The comforter did wonders by fighting the coldness within the room, and the loud roar of the storm outside created the perfect atmosphere for me to just lay there and think.

Looking around the room, I began staring at the endless pictures stuck to the wall, my friends and family smiling at me from above.

Turning my head to the side, I noticed the orange hoodie on the chair that stood out because of its brightness.

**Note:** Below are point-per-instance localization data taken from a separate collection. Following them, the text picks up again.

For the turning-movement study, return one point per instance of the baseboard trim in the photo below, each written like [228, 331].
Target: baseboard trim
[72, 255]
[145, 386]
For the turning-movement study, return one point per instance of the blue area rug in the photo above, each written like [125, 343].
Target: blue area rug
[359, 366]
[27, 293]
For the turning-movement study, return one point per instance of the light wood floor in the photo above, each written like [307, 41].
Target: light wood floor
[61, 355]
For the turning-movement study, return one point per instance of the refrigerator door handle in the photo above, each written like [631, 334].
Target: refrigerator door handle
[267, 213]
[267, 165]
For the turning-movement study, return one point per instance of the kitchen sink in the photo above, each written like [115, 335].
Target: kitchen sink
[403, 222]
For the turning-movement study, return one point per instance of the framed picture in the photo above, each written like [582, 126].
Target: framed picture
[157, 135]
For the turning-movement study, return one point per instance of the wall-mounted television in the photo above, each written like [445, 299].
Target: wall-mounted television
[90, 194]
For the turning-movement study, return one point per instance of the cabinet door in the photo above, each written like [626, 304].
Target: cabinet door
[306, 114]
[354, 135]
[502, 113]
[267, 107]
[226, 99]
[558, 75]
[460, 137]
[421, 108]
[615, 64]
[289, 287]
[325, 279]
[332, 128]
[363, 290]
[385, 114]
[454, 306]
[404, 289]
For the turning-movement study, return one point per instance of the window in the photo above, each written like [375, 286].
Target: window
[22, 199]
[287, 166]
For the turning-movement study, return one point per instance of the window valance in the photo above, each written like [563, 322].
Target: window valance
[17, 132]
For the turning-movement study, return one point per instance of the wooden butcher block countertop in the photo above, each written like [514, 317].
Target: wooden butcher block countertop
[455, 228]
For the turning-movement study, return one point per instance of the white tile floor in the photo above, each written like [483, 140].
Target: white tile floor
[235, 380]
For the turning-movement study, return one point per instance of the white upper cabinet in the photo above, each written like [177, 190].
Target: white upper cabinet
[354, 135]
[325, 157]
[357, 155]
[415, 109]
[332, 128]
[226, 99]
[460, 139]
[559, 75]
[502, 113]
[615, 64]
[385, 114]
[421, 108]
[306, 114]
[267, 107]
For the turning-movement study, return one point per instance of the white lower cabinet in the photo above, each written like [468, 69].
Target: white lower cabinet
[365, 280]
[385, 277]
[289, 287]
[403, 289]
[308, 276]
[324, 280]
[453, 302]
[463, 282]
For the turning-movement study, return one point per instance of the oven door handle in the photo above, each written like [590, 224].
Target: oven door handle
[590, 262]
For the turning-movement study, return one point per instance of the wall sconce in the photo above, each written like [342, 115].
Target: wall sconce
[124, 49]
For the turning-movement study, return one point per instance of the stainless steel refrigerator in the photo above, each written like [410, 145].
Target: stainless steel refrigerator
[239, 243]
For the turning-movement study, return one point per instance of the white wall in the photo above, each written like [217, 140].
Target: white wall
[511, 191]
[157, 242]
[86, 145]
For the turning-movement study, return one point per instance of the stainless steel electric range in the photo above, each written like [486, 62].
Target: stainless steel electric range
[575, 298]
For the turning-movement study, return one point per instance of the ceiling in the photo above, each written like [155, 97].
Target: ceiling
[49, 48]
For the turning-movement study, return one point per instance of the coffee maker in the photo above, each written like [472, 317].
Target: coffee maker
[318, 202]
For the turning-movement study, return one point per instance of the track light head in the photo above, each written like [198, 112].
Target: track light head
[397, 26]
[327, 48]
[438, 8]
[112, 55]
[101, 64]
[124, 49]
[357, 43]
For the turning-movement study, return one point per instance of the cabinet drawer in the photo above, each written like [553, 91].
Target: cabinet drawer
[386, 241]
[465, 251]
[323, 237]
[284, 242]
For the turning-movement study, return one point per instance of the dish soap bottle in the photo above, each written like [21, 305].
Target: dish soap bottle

"My God, I didn't know this was still here", I wondered out loud, stretching my arm so that I'd manage to grab it.

Taking the piece of clothing near my nose, I inhaled deeply while closing my eyes, letting the memories attack me from every direction.

"Hey Chris I- Why are you smelling a hoodie?", someone said from the door.

Too preoccupied with the memories that were invading me, I smiled warmly and answered with the truth.

"It used to belong to me ex boyfriend", I explained.

I couldn't help but get overwhelmed at the thought of the past, tears threatening to pour out, but never quite doing so.

"What's wrong?", he whispered calmly, approaching my desk and sitting on the chair.

"Nothing, it's just-", I began. "This hoodie used to remind me of him and make me feel safe", I smiled at the thought.

Shrugging my shoulders, I shook my head and let the fabric slipp form my fingers. "Now it's just another piece of clothing I guess".

Looking at me with an expression I couldn't quite place, he accommodated his head on his hands and continued staring at me.

"And it makes you miss him?", he asked.

Chuckling, I rested my head on the headrest and looked Matthew in the eye.

"No that's not it", I said quietly. "That relationship wasn't fair for neither of us. What I miss is the feeling of security having that hoodie ment", I concluded.

"I'd love to feel what I used to when I wore it each time. I miss feeling safe".

"Why wouldn't you feel safe anymore?", Matthew asked after that.

"It's not like I feel threatened or anything", I tried to explain while looking at the hoodie. "It's just that now I feel...".

I sighed.

"I don't know what I feel", I said in defeat.

A deep silence entangled us while we avoided eye contact, none quite sure of what to say.

"You said the relationship wasn't fair for any of you, why?", he asked truly interested.

"I don't know", I shrugged. "I guess I entered that relationship with the wrong intentions", I confessed. "And once I was in, I pushed too hard", I mentioned looking at him in the eye.

"What intentions did you have?", he asked confused.

"I just wanted to belong I guess", I said while trying to make some sense out of my behavior. "I didn't know who I was so I figured I might recognize myself as what I was to others. So instead of being Christina, I was someone's girlfriend".

"And did it work?".

"That was the problem. It didn't", I said while shaking my head. "I let myself get lost in a definition of me that wasn't enough. At some point being just someone's girlfriend didn't do the trick", I spoke with honesty.